Oregon Marijuana And The Local Rules: NOW Is The Time To Get It Right

Oregon sure does have a lot of cannabis rules (photo from http://bit.ly/1j9bwaC)
Oregon sure does have a lot of cannabis rules (photo from http://bit.ly/1j9bwaC)

Cannabis rule-making in Oregon is all local right now as the state’s cities and counties consider the relationship they wish to have with Oregon’s newest crop. We have written about some of these local developments here, here, here, here and here. At times it seems like everything is happening everywhere all at once and none of it quite the same (except in eastern Oregon, where everyone’s opting out). The pace of local activity does not seem affected in the least by the wait for state issued administrative rules, those from the Oregon Health Authority (medical) and Oregon Liquor Control Commission (recreational).

As we have written in the past, despite the passage of HB 3400 and related new laws, part of running a pot business in Oregon remains advocating for your right to do so.
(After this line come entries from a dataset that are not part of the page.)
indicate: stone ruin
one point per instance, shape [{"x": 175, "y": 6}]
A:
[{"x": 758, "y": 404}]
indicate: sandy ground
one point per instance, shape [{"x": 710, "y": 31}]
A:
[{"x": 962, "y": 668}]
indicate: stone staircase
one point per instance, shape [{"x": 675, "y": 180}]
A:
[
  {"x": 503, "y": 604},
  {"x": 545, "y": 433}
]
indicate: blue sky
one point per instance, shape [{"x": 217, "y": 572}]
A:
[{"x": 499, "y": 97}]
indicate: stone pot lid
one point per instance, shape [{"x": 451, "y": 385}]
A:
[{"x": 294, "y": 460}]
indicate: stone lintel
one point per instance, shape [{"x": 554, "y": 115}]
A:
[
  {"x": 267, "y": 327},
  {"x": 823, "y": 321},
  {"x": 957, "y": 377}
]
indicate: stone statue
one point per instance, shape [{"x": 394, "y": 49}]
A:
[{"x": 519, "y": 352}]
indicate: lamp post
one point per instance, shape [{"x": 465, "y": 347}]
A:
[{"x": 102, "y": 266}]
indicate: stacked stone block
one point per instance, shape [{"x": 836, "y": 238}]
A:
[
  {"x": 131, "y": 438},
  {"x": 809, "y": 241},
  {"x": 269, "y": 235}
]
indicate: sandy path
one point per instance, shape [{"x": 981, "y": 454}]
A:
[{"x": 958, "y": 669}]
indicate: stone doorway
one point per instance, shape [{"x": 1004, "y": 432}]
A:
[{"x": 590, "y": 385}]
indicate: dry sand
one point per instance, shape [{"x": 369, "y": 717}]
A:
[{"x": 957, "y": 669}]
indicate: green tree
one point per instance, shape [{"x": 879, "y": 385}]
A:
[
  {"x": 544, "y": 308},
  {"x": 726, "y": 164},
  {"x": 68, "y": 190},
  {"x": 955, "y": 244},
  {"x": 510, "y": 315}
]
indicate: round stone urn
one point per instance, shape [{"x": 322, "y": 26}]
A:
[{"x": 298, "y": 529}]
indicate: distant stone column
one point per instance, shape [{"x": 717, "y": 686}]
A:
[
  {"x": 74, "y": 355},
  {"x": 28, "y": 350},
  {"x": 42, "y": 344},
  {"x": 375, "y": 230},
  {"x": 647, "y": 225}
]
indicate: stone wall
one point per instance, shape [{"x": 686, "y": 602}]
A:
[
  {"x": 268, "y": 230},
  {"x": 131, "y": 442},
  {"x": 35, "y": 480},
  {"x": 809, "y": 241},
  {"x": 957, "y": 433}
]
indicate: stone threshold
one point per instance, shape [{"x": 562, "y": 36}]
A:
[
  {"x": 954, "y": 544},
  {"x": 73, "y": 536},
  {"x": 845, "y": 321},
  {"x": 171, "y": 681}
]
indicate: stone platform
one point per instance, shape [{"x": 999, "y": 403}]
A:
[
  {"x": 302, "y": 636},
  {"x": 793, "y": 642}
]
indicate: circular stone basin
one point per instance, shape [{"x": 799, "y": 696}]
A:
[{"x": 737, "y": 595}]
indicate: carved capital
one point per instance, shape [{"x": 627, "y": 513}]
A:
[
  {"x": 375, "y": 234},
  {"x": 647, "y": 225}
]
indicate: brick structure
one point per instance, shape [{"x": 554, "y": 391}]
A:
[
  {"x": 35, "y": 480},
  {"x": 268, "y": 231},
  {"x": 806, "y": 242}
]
This is true even in counties like Deschutes, with its 2,313 medical marijuana growers; Clackamas, home to 3,396; and Lane, with a robust 5,054. Over the course of the past month, these three jurisdictions and a myriad of others have put everything on the table, from opting out of marijuana almost entirely, to developing local rules (and taxes), to simply doing nothing.

We regularly advocate for clients in cities and counties around the state, in a variety of ways. Most recently, I attended the Board of Commissioners’ meeting for Clackamas County on September 24, where its proposed land use regulations were discussed. (You can find those here.) Our local grower and processor clients were disappointed in several aspects of these proposed rules, including: no cultivation on land zoned industrial, no grow sites over 5,000 square feet, no processing sites over 3,000 square feet, and 100 foot setback requirements from any property line for many industry participants. There were others of course as well, but those are some highlights.
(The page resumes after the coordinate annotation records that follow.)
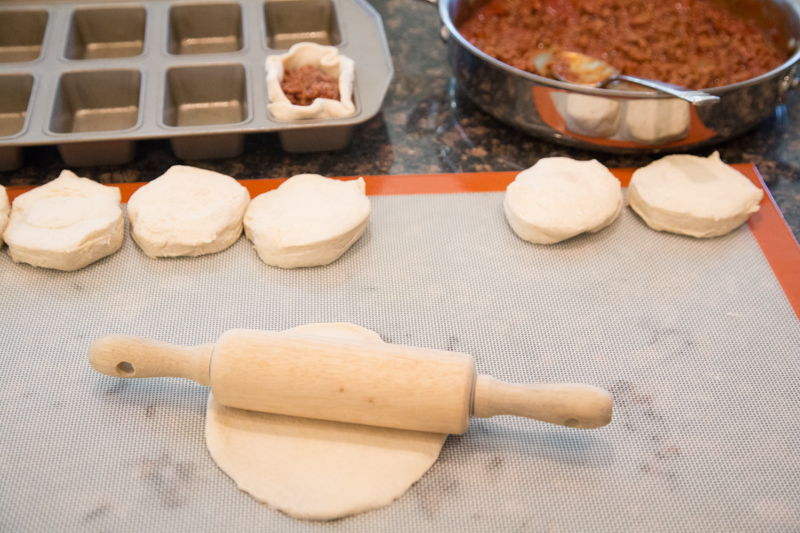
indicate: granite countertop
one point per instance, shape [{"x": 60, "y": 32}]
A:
[{"x": 427, "y": 127}]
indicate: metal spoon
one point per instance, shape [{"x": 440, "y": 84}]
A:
[{"x": 585, "y": 70}]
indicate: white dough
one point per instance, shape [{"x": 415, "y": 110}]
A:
[
  {"x": 657, "y": 121},
  {"x": 308, "y": 221},
  {"x": 329, "y": 61},
  {"x": 558, "y": 198},
  {"x": 187, "y": 211},
  {"x": 5, "y": 209},
  {"x": 313, "y": 468},
  {"x": 592, "y": 115},
  {"x": 690, "y": 195},
  {"x": 65, "y": 224}
]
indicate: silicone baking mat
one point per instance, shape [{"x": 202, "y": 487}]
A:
[{"x": 697, "y": 340}]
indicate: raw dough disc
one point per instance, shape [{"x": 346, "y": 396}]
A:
[
  {"x": 187, "y": 212},
  {"x": 316, "y": 469},
  {"x": 690, "y": 195},
  {"x": 657, "y": 121},
  {"x": 5, "y": 209},
  {"x": 308, "y": 221},
  {"x": 558, "y": 198},
  {"x": 65, "y": 224}
]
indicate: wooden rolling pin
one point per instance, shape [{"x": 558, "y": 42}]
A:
[{"x": 349, "y": 381}]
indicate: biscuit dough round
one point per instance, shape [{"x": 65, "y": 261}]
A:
[
  {"x": 558, "y": 198},
  {"x": 5, "y": 209},
  {"x": 695, "y": 196},
  {"x": 657, "y": 121},
  {"x": 316, "y": 469},
  {"x": 308, "y": 221},
  {"x": 187, "y": 212},
  {"x": 65, "y": 224}
]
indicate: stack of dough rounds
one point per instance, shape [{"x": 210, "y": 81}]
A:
[
  {"x": 690, "y": 195},
  {"x": 308, "y": 221},
  {"x": 65, "y": 224},
  {"x": 5, "y": 209},
  {"x": 187, "y": 212},
  {"x": 558, "y": 198},
  {"x": 317, "y": 469}
]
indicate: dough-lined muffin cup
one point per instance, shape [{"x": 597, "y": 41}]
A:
[{"x": 329, "y": 61}]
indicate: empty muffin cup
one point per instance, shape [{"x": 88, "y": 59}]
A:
[
  {"x": 205, "y": 29},
  {"x": 289, "y": 22},
  {"x": 21, "y": 34},
  {"x": 110, "y": 32},
  {"x": 201, "y": 96},
  {"x": 96, "y": 101}
]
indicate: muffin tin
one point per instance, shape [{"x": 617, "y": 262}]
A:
[{"x": 95, "y": 78}]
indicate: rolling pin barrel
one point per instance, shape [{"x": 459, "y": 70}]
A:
[{"x": 386, "y": 385}]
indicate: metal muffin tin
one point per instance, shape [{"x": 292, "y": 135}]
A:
[{"x": 95, "y": 78}]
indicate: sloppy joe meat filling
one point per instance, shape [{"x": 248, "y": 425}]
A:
[
  {"x": 692, "y": 43},
  {"x": 307, "y": 83}
]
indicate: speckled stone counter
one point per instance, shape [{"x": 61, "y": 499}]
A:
[{"x": 427, "y": 127}]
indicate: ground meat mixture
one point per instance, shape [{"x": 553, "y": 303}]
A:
[
  {"x": 305, "y": 84},
  {"x": 692, "y": 43}
]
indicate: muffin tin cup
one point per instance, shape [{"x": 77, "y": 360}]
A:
[{"x": 95, "y": 78}]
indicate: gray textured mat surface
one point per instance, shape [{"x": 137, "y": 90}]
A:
[{"x": 695, "y": 340}]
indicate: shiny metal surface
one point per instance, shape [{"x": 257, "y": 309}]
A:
[{"x": 537, "y": 104}]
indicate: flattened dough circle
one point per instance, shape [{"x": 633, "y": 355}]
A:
[
  {"x": 65, "y": 224},
  {"x": 316, "y": 469},
  {"x": 187, "y": 211},
  {"x": 690, "y": 195},
  {"x": 558, "y": 198},
  {"x": 310, "y": 220}
]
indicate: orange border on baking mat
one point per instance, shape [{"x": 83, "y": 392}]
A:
[{"x": 768, "y": 226}]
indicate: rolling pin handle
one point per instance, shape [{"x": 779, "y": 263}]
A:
[
  {"x": 565, "y": 404},
  {"x": 124, "y": 356}
]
Some of our clients are good at advocating for themselves and their interests, while others would rather trust a professional to do this. As with many local hearings, the hearing I attended last week allowed for public testimony, and many people testified in favor of the industry, with many others against. In addition to the industry participants and opposers, several attorneys testified, some of them alongside their clients.

Attorneys are accustomed to reading rules. We understand the rule-making process and we can generally tell when a proposed rule is solid and when it should be probed. In the context of recreational marijuana, local legislatures are allowed to make “reasonable” regulations to implement HB 3400. Not only must these regulations be reasonable within the scope of that statute, but they must accord with other, existing laws as well.

The proposed Clackamas County setback requirement of 100 feet from a property line is a good example of a proposed ordinance that may not be reasonable, and also may not accord with existing law. It may not be reasonable to require a marijuana crop to be 100 feet from a property line in Clackamas County, when this same requirement does not apply to other, more noxious uses, like hog farms. The setback requirement may also conflict with state statutes. We have written that marijuana is a “crop” under HB 3400 and is therefore protected by the state’s “right-to-farm” law (ORS 30.930). That law prohibits local ordinances and lawsuits that target common farming practices, now including marijuana practices, as incidents of nuisance (sound or smell) or trespass. A required 100 foot setback based on potentially bad smell appears to do that. One might also argue that a 100 foot setback requirement constitutes an actionable taking of private property.

Having an attorney advocate on your behalf before the rules are in place may help ensure that a local government does not enact rules that prejudice your interests. A good attorney will advise local government where its proposals court conflict and litigation, and a good local government will want to hear this perspective. With rules being drafted on marijuana every day around the state, opportunities for influence will likely never be as good. Pay close attention: working to get good rules on the front end could make all the difference.

One response to “Oregon Marijuana And The Local Rules: NOW Is The Time To Get It Right”

  1. I’m still confused whether the right to farm act will apply. Our county doesn’t think so and moving forward with lighting and smell and other regulations in EFU land. Any update on this issue would be appreciated.